(WASHINGTON, D.C.) – Family Farm Alliance President Patrick O’Toole tomorrow at 10:00 a.m. (Eastern) will testify at a legislative hearing before the full Senate Energy and Natural Resources Committee. The Committee will receive testimony on three Western water bills:
- S. 2563 – “Water Supply Infrastructure and Drought Resilience Act of 2018″
- S. 2560 – “Reclamation Title Transfer Act of 2018”
- S. 2539 – Reauthorization of Colorado River System Conservation Program
“We encourage the Committee to move these important bills – with some suggested minor modifications – forward to enactment,” said Mr. O’Toole.
Click here for Mr. O’Toole’s written testimony.
S. 2563 and S. 2560 address issues of critical importance to the Alliance: streamlined water project permitting, and title transfers.
S. 2563 – Water Supply Infrastructure and Drought Resilience Act
A key subtitle of S. 2563 is intended to streamline the current multi-agency permitting processes that can delay the construction of new or expanded surface water storage projects by creating a “one-stop permitting shop” process through the Bureau of Reclamation.
“We worked closely with Senator John Barrasso on this ‘one-stop permitting shop’ approach, which will fast-track projects through what is now an unmanageable and inefficient permitting process,” said Mr. O’Toole. “We are thankful for Senator Barrasso’s leadership on this matter, and we think this bill will help to reduce the permitting costs to project applicants.”
Another section of S. 2563 requires the Secretary of the Interior to submit to Congress a report on the efforts of Reclamation to manage its infrastructure assets. This section would require Reclamation to publicly report on its repair needs every other year.
“The Alliance certainly supports the transparency and reporting requirements intended with this legislation,” said Mr. O’Toole.
Other beneficial components of S. 2563 include a pilot project to adjust flood control rule curves for Reclamation dams; new authorities to allow greater flexibility in using Reclamation facilities and project water for aquifer recharge where it complies with state water law; and prohibitions for the Department of the Interior and U.S. Department of Agriculture from conditioning any permit, lease, or other use agreement on the transfer of a water right to the U.S.
“We support this section because our farmers and ranchers rely on their vested water rights to secure operating loans in order to irrigate and produce crops and water livestock,” said Mr. O’Toole. “Federal agencies should not be able to leverage those private water rights against farming and ranching families who have long depended upon federal permits and leases to support actions like grazing.”
The Alliance also supports provisions of the bill that codify the existing Clean Water Act exclusion for the conveyance of waters of the U.S. when the transferred water is not subject to intervening industrial, municipal or commercial use.

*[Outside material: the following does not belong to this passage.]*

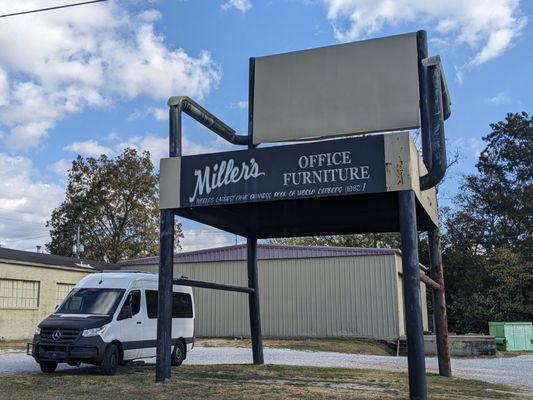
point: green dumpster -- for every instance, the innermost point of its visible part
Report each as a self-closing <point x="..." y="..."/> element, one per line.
<point x="512" y="336"/>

This protects the economies of Western states like Arizona, California, and Colorado, where millions of acre-feet of water are delivered through inter-basin transfers every year.

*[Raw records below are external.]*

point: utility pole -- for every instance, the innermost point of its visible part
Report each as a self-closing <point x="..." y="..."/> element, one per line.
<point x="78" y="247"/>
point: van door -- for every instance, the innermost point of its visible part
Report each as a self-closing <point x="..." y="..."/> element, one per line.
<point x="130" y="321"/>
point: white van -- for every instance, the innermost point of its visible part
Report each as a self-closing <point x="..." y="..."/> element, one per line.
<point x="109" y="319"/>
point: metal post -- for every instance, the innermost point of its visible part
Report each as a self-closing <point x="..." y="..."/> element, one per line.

Further, S. 2563 would reauthorize the Upper Colorado Fish Recovery Program (Recovery Program) for an additional five years through the year 2023 and require a report on the program’s achievements and expenditures.
“The Recovery Program uses science and partnerships to support fish recovery in a way that minimizes impacts to water users, including many members of the Family Farm Alliance,” said Mr. O’Toole. “We strongly support these provisions.”

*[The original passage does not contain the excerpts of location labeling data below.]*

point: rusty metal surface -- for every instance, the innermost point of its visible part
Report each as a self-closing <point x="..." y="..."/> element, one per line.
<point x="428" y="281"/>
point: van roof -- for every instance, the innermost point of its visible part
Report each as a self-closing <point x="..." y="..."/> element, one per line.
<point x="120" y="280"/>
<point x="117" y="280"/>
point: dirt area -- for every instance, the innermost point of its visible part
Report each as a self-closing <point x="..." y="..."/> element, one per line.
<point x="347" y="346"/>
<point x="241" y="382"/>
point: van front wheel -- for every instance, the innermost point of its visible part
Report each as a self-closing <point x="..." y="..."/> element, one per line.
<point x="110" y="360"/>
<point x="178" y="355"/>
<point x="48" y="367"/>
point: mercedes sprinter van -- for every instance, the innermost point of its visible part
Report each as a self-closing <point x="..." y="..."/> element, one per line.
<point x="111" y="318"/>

S. 2560 – Reclamation Title Transfer Act of 2018
S. 2560 is another important bill that addresses the Reclamation Title Transfer Process and authorizes Reclamation to administratively carry out certain title transfers. The Alliance believes transferring the title to federally owned Reclamation irrigation projects to the non-federal operating entities is one of several positive means of strengthening control of water resources at the local level.
“We appreciate the priority the Committee is placing on this important issue,” said Mr. O’Toole. “Experience throughout the West demonstrates that when control and ownership of projects is assumed by local interests, the projects are run more cost effectively and efficiently, with far fewer items of deferred maintenance and less bureaucratic red-tape.”
Other witnesses appearing before the Committee include Timothy Petty, assistant secretary of the Interior for water and science; Derek Sandison, director of the Washington State Department of Agriculture; Laura Ziemer, senior counsel and water policy adviser for Trout Unlimited; Kathryn Sorensen, director of the Phoenix Water Services Department; and Cindy Ortega, senior vice president and chief sustainability officer for MGM Resorts International.
The Family Farm Alliance advocates for family farmers, ranchers, irrigation districts, and allied industries in seventeen Western states. The Alliance is focused on one mission – To ensure the availability of reliable, affordable irrigation water supplies to Western farmers and ranchers. Pat O’Toole is a Wyoming rancher who has served on the Alliance’s Board of Directors since 1998 and was named as the organization’s President in 2005. He is also a former member of Wyoming’s House of Representatives.